Here's something you don't see every day: A request to a Supreme Court that it rethink a recent ruling.
It obviously came as a shock to both the drilling industry and two state agencies that much of the meat in a state 2012 law that regulates natural gas drilling was struck down, though opponents of the act maintain that it actually relaxed regulation.
Last week, lawyers for the state Public Utilities Commission and Department of Environmental Protection filed a motion with the Supreme Court saying that the court did not take into consideration some scientific and scholarly evidence prior to its ruling and should take another look at how much of the law remains in force.
Specifically, the court struck down impact fees and limits on the power of local governments to determine where the gas industry can operate.
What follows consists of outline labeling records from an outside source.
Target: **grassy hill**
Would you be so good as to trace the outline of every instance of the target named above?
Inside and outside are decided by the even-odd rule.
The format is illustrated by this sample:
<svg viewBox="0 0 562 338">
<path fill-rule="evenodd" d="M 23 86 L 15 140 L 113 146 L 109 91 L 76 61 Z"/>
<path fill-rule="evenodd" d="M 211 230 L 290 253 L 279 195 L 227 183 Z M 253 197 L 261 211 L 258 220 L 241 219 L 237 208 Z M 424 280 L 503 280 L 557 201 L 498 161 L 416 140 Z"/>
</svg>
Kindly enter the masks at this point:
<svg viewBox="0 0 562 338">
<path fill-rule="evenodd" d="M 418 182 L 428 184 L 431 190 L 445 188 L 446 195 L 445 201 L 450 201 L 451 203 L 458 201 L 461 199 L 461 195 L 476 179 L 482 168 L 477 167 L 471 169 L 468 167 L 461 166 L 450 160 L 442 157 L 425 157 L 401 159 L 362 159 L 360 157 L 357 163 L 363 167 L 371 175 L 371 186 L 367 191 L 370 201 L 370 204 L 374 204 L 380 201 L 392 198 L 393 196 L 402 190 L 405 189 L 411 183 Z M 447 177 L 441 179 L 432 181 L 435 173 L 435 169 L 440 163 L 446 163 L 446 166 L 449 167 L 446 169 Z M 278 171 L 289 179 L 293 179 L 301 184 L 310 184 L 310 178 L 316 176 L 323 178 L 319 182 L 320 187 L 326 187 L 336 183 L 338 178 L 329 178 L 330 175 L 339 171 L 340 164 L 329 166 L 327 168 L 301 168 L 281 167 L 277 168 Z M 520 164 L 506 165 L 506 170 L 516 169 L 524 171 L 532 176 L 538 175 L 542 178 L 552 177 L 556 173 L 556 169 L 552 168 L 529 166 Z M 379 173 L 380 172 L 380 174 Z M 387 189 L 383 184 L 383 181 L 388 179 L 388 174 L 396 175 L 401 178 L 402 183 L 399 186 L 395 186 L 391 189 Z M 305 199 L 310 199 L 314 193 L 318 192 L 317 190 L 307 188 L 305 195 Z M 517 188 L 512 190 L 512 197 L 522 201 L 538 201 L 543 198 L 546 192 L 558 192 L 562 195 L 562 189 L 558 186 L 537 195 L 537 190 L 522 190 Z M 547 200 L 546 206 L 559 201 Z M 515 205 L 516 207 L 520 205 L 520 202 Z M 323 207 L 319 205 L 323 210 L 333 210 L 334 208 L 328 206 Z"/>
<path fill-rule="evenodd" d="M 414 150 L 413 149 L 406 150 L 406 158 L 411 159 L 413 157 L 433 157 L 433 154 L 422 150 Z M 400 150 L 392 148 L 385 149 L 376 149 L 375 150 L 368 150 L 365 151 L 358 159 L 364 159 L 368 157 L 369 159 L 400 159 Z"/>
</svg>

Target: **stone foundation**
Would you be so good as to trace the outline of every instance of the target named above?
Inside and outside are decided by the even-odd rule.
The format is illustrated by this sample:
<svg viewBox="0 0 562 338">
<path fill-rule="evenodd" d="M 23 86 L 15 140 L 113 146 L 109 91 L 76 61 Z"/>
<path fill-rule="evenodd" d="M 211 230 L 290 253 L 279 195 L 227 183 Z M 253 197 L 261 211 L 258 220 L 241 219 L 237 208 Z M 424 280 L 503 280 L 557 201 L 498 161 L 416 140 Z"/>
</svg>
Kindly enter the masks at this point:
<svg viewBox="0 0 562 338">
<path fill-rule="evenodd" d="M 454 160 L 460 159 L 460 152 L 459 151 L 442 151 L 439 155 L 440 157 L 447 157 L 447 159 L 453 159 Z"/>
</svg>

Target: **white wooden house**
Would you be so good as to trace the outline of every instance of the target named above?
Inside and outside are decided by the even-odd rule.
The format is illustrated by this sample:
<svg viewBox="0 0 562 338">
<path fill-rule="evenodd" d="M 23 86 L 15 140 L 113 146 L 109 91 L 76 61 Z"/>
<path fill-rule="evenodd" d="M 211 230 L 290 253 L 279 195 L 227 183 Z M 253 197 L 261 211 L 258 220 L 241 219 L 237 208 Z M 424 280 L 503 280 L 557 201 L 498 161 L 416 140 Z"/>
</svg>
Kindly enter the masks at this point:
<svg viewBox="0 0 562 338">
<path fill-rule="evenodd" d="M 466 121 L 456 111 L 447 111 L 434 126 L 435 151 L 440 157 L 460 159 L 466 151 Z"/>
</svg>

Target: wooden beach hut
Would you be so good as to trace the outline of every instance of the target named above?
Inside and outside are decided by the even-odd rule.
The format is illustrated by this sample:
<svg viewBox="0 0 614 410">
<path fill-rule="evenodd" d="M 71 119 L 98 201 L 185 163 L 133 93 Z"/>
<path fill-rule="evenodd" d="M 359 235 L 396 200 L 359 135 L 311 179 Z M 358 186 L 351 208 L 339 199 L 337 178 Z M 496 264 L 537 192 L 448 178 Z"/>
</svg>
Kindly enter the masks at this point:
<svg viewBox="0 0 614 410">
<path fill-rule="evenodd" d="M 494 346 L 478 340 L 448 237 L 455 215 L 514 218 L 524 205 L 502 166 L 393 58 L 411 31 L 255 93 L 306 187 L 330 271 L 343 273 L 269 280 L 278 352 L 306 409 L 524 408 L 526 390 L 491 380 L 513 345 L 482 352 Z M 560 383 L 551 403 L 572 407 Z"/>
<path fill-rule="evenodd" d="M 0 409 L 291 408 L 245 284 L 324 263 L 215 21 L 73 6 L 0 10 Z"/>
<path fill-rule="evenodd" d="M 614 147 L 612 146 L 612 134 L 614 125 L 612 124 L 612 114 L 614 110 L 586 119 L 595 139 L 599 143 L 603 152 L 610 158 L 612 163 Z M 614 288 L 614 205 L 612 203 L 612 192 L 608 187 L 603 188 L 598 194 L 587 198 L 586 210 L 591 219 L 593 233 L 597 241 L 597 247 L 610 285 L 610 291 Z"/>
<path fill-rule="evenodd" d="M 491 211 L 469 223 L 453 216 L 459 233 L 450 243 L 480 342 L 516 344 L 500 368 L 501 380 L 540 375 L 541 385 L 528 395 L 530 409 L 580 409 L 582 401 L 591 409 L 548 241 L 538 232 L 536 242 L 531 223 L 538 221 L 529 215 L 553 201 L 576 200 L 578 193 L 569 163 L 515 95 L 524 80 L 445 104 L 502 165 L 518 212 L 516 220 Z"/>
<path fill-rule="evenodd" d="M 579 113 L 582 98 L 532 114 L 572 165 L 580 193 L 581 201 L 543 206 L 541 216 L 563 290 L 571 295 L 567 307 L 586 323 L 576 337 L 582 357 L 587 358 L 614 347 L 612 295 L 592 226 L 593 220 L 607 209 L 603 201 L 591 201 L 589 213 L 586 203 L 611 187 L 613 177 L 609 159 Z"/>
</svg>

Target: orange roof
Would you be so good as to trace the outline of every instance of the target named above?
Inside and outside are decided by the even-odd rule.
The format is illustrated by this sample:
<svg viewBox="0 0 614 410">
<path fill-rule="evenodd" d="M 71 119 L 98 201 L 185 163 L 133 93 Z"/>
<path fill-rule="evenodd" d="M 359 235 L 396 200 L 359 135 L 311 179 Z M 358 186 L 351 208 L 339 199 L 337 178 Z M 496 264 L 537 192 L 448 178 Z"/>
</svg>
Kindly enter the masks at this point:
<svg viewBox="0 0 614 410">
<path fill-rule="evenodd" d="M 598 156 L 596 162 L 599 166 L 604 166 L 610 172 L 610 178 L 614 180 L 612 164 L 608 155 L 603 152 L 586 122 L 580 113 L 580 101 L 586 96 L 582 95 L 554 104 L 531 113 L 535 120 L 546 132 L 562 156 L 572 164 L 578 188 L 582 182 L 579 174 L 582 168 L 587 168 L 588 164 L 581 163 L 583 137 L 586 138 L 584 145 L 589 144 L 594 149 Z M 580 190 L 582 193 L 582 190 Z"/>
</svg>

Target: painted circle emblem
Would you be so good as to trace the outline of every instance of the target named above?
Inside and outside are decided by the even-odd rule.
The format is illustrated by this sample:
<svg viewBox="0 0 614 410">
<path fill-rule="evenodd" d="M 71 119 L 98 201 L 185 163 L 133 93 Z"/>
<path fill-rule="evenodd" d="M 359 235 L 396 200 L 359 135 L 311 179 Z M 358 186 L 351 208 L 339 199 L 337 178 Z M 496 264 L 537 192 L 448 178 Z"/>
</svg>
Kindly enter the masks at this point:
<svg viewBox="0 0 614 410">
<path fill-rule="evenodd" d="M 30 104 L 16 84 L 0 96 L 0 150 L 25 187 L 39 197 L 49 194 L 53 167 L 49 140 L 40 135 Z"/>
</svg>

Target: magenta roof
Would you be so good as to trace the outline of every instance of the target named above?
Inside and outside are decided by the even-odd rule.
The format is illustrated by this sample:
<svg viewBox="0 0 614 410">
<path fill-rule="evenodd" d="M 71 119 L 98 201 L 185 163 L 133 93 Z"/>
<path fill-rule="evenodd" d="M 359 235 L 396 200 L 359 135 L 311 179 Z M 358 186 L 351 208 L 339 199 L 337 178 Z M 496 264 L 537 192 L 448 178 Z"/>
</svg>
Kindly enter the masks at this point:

The request for reconsideration contends that the court record did not contain sufficient facts regarding a balancing test to determine if the 2012 law violates Section 27 of the state constitution's declaration of rights, a provision referred to as the Environmental Rights Amendment.
Predictably, lawyers for the plaintiffs in the case contend that the request to the court is nothing more than "sour grapes."
It has always struck us as incongruous to the symbiotic relationship between local and state government that the state could overrule local land use and zoning regulations to benefit a specific industry.
It is also the first time we can remember an agency charged with protecting the environment champion the cause of more relaxed oversight and might seem to indicate as Jonathan Kamin, a lawyer for the plaintiffs noted, that the agencies have an "inappropriate stake" in the law.
The administration argues that the law will have an immediate and disruptive effect on how people live and that it "alters existing expectations of communities and property owners."
Show us a law that does not alter existing expectations.